I recently completed the first two courses in the Machine Learning Specialization on Coursera and have been trying to apply what I’ve learned by participating in beginner-level competitions on Kaggle and exploring some DrivenData challenges.
However, I noticed that I’m struggling when it comes to effectively cleaning the data and drawing meaningful insights. Specifically, I find it difficult to decide which features to include or exclude based on their relevance to the target variable — something I’ve seen other participants do quite well.
I’m wondering if it would be beneficial to first take a course on Exploratory Data Analysis (EDA) or a similar topic to strengthen my understanding. If so, I’d be grateful if you could recommend any good resources.
On the other hand, it’s also possible that I may have chosen datasets that aren’t very beginner-friendly. If that’s the case, I’d really appreciate any suggestions for simpler datasets that are well-suited for someone at my level.

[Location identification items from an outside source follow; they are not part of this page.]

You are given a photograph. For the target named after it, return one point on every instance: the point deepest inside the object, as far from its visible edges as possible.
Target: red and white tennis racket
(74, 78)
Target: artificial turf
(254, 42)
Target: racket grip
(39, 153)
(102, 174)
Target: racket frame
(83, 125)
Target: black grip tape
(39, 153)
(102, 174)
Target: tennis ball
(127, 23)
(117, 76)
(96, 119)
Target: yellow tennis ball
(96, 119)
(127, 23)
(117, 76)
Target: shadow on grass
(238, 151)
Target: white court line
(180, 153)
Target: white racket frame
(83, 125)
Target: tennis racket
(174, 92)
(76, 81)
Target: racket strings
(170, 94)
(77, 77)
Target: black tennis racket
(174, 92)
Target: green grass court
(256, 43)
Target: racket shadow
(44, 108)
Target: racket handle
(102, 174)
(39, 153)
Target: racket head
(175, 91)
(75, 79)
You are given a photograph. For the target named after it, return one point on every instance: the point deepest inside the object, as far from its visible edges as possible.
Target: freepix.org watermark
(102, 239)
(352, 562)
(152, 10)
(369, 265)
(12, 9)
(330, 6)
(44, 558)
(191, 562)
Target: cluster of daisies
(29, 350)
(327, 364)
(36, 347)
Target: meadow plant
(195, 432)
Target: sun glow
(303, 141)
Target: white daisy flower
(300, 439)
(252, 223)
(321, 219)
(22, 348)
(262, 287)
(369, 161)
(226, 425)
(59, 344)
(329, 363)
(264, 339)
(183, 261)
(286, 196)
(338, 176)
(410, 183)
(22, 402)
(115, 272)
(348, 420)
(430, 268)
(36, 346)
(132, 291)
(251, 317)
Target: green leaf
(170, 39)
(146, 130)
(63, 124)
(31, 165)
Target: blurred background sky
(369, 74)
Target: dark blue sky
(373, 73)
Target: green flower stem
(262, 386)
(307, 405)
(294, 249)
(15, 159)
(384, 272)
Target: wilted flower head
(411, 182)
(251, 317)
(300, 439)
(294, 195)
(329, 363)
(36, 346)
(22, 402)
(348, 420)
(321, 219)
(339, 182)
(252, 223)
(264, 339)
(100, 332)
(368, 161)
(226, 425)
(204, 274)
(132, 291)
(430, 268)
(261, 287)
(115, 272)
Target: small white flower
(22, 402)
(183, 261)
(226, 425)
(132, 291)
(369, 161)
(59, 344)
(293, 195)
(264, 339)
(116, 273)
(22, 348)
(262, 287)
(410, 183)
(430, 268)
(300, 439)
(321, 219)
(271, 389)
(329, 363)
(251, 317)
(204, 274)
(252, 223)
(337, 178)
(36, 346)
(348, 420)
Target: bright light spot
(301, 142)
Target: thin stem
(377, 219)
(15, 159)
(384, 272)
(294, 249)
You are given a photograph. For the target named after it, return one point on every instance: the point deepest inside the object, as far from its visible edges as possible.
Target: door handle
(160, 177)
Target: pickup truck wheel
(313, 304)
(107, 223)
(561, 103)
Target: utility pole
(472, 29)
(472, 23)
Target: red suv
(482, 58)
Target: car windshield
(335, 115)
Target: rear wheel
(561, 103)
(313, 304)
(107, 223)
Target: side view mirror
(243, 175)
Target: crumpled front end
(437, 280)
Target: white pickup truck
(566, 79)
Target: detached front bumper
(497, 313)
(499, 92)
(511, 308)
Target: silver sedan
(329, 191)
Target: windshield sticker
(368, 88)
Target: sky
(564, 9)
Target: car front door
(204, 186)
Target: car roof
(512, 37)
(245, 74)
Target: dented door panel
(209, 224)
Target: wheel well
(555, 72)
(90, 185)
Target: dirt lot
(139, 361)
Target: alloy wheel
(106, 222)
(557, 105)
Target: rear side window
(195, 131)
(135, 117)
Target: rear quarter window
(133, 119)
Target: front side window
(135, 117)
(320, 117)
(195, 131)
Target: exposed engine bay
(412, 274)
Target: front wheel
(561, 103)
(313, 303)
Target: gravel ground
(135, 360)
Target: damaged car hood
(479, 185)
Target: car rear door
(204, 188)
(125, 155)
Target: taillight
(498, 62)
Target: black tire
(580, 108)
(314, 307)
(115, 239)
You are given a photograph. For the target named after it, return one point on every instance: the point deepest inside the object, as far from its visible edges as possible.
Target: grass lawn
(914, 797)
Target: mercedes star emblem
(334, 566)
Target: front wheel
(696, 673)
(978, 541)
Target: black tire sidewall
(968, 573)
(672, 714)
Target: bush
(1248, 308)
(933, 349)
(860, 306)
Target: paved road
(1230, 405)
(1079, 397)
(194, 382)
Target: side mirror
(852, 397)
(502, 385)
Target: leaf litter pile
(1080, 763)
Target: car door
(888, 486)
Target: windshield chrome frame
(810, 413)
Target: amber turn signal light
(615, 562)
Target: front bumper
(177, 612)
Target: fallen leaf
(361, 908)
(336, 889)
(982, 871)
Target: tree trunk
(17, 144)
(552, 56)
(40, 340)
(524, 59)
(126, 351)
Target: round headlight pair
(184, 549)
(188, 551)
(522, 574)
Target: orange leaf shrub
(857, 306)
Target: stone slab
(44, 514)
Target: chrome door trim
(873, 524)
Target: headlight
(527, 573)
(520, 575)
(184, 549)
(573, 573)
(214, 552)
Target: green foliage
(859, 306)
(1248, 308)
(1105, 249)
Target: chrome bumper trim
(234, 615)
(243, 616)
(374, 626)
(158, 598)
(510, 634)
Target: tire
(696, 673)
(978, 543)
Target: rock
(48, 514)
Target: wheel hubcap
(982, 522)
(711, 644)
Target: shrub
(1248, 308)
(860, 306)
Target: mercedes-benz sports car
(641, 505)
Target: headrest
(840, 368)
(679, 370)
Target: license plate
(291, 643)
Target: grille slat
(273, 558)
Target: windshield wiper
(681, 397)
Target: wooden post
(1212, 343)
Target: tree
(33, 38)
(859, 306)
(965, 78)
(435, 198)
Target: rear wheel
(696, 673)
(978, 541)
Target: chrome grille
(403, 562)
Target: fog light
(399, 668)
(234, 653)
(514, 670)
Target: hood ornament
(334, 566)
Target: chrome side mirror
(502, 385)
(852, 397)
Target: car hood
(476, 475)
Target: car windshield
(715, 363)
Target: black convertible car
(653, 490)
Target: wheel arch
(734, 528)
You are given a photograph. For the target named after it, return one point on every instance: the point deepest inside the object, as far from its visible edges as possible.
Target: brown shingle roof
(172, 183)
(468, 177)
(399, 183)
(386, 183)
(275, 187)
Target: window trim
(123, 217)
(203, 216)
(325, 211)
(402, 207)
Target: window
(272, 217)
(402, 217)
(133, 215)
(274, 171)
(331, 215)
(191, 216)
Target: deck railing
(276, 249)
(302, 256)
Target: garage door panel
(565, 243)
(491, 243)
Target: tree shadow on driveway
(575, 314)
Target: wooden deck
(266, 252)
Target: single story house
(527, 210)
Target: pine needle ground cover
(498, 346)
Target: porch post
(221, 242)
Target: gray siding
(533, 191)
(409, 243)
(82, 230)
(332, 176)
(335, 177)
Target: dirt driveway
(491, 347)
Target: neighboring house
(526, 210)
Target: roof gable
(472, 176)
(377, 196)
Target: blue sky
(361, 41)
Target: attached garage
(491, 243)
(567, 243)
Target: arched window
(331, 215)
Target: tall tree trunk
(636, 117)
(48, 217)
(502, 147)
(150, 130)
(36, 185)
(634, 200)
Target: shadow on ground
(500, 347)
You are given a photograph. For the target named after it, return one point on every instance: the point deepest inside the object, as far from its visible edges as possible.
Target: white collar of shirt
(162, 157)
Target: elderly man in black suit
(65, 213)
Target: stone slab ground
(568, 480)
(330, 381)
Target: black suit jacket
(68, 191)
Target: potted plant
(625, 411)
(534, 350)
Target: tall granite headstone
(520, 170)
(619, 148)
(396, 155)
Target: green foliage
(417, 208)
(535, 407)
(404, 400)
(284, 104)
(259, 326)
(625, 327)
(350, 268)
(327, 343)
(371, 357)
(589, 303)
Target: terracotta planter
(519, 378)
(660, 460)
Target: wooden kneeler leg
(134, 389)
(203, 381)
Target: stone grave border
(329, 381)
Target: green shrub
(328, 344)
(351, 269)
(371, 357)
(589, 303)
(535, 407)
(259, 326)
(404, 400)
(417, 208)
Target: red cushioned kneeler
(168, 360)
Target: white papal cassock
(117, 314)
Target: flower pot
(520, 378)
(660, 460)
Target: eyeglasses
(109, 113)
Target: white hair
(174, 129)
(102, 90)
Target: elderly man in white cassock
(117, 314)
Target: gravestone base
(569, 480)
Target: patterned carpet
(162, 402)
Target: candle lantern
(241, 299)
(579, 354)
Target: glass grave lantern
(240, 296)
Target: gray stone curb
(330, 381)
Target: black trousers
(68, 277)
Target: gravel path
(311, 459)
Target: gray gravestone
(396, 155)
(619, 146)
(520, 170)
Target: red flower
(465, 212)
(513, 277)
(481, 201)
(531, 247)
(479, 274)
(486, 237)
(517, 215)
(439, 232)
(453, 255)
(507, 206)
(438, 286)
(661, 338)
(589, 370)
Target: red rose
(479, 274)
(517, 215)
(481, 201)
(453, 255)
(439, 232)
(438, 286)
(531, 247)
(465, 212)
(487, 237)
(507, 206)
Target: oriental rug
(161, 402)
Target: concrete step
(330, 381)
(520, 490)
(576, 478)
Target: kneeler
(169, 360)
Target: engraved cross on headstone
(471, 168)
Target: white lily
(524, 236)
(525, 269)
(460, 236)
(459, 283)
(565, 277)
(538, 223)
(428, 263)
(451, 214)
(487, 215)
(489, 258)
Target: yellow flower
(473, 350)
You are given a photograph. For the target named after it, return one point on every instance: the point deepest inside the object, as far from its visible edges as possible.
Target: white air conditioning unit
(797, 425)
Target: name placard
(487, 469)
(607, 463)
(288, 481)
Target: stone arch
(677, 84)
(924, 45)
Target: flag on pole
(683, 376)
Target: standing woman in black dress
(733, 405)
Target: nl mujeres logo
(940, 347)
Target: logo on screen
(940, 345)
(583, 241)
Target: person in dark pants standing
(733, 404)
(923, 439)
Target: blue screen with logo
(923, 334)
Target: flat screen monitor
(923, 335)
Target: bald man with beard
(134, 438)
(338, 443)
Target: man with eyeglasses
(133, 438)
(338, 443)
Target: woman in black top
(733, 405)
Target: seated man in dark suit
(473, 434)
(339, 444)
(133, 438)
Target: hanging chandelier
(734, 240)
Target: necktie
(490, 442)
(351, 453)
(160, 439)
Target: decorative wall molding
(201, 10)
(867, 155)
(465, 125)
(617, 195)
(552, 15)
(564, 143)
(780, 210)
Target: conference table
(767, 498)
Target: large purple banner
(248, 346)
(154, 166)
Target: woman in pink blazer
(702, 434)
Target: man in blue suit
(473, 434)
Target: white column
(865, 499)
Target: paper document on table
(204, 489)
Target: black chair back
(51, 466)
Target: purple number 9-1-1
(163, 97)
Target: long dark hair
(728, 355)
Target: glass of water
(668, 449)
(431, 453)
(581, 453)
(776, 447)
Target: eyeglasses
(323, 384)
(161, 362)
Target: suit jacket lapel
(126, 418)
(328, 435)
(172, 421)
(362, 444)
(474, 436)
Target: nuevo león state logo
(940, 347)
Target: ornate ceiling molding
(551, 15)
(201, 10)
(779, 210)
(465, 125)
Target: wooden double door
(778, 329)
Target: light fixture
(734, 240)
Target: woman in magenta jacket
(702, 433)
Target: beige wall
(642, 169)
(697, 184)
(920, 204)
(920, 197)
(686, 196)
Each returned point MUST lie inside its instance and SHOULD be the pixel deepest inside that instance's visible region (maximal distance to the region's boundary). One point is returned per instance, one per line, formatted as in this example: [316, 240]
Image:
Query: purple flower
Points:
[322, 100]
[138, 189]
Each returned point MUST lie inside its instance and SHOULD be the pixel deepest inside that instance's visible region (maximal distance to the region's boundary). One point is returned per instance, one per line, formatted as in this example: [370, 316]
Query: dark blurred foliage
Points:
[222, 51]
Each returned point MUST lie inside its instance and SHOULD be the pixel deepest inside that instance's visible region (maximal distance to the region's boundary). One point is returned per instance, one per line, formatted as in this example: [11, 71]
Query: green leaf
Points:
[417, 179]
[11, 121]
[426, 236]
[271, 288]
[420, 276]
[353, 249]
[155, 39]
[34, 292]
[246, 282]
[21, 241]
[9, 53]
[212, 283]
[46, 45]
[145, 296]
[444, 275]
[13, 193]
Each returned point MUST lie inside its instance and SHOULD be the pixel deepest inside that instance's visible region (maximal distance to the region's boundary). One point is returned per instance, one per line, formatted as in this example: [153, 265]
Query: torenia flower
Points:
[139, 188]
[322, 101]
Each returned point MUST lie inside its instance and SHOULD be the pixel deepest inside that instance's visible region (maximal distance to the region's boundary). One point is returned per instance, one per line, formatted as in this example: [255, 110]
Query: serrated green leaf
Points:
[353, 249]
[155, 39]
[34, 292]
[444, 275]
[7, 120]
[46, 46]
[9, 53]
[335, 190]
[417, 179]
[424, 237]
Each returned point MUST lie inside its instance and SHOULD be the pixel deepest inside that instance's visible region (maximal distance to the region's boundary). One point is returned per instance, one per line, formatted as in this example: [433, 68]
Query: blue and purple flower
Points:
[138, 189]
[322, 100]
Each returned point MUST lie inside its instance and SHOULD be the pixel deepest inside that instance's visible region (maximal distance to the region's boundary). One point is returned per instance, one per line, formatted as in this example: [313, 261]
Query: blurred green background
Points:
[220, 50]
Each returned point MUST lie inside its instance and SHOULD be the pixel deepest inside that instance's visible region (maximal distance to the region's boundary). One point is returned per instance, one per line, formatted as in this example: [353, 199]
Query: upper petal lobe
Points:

Hi @Karthik14, this is a great question, and I relate to your experience. Kaggle is an intimidating place, and many times, I didn’t understand the code or the solutions. Keep in mind that this code (at least the top solutions) is written by the top percent of data scientists and machine learning engineers, so it might be difficult to understand.
What I did is try to learn more Python, many times lack of understanding of Python leads to a poor understanding of the code and solution, also I concluded that having a broad understanding of every field of data is what makes the difference, for instance, a medical student learns from Obstetrics to traumatology, it doesn’t matter what you want to master you need to learn the broad aspects of medicine, the same applies to this, understand data analytics, data engineer, data science and machine learning engineer is what would make you stand out no matter the specialized path you choose.
Currently, there is a specialization going on for all the fields I just mentioned. I haven’t taken the data analytics specialization, so I cannot say.
I took this career path on Dataquest data analytics and it was really useful for the incremental learning approach, and the practical exercise.
@Karthik14 Since you’re looking to improve your Exploratory Data Analysis (EDA) and feature selection skills, here are some great courses to check out:
I really appreciate your suggestions and will definitely work on gaining knowledge in the areas you’ve highlighted. Also, thanks for recommending Dataquest. it looks like a fantastic resource, and I’m excited to give it a try.